A working system of coordination between state supervisors and private hospitals is essential for a record of all TB patients. Similarly, informing doctors of state recommended procedures for diagnosis and cure or asking them to refer patients to DOTS centres will decrease the improper prescription of drugs. Regulating the pharmaceutical market, which might prove to be a tough job, is equally critical as they are the greatest enablers of drug-resistant TB in the country.

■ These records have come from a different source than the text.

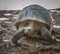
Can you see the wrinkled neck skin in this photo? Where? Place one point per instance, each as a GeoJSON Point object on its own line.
{"type": "Point", "coordinates": [32, 29]}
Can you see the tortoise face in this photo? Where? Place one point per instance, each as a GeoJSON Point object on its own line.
{"type": "Point", "coordinates": [34, 28]}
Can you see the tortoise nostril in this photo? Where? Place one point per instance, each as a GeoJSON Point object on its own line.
{"type": "Point", "coordinates": [27, 30]}
{"type": "Point", "coordinates": [37, 32]}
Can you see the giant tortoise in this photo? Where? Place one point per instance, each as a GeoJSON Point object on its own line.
{"type": "Point", "coordinates": [34, 21]}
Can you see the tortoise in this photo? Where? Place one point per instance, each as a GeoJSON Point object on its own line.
{"type": "Point", "coordinates": [33, 21]}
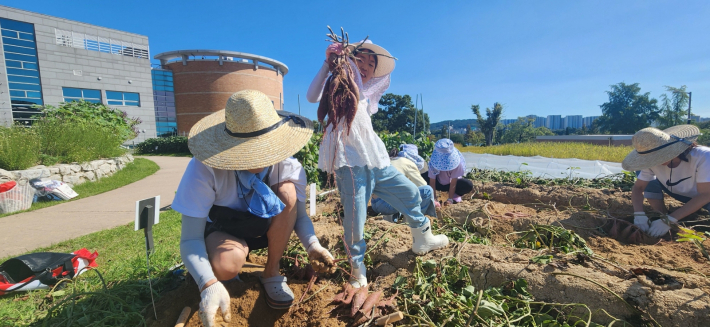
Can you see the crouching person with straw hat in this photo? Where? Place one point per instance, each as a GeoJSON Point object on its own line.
{"type": "Point", "coordinates": [242, 192]}
{"type": "Point", "coordinates": [670, 162]}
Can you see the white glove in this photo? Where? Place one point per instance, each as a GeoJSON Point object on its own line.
{"type": "Point", "coordinates": [641, 221]}
{"type": "Point", "coordinates": [213, 297]}
{"type": "Point", "coordinates": [316, 251]}
{"type": "Point", "coordinates": [660, 227]}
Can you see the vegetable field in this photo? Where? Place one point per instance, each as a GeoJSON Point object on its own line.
{"type": "Point", "coordinates": [555, 150]}
{"type": "Point", "coordinates": [542, 255]}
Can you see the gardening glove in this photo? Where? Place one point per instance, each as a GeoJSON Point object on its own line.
{"type": "Point", "coordinates": [641, 221]}
{"type": "Point", "coordinates": [318, 253]}
{"type": "Point", "coordinates": [213, 297]}
{"type": "Point", "coordinates": [661, 226]}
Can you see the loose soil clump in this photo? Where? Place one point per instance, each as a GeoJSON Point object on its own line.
{"type": "Point", "coordinates": [659, 279]}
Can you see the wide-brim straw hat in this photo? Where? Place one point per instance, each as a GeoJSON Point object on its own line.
{"type": "Point", "coordinates": [248, 134]}
{"type": "Point", "coordinates": [653, 146]}
{"type": "Point", "coordinates": [385, 65]}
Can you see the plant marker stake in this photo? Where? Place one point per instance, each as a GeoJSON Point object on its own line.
{"type": "Point", "coordinates": [182, 319]}
{"type": "Point", "coordinates": [313, 199]}
{"type": "Point", "coordinates": [147, 215]}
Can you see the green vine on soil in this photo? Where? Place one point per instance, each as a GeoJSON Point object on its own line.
{"type": "Point", "coordinates": [442, 293]}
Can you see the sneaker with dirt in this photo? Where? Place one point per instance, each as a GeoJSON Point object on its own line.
{"type": "Point", "coordinates": [425, 241]}
{"type": "Point", "coordinates": [359, 278]}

Finally, preventing the transmission of TB is not possible without improving nutrition, hygiene, and sanitation all over the country. Spitting is another common practice that can spread TB from person to person. Social development and change in attitude through awareness are necessary to decrease vulnerability to such diseases. The Minister of Women and Child Welfare, Maneka Gandhi, noted how budget cuts to her department for the sake of infrastructure pushed back the main child nutrition programme. Such changes in priorities are taking a toll on the social welfare of millions of citizens.
If the country is to be rid of TB, we cannot restrict ourselves to vaccines and drugs in our game plan. It is a complex problem that is interlinked with a host of other factors and requires a holistic approach. We were able to successfully fight polio and have increased awareness for HIV/AIDS (which also increases the risk of TB). This calls to question why we are unable to decrease the prevalence of TB, which is commonly referred to as “poor people’s disease”. Perhaps there is some truth to what Financial Times wrote in a special report on TB – “Its victims have included George Orwell, Frederic Chopin, Franz Kafka, Emily Brontë, and Eleanor Roosevelt. If tuberculosis were still killing such cultural giants, it would not be hard to attract attention and funding to the campaign for its eradication.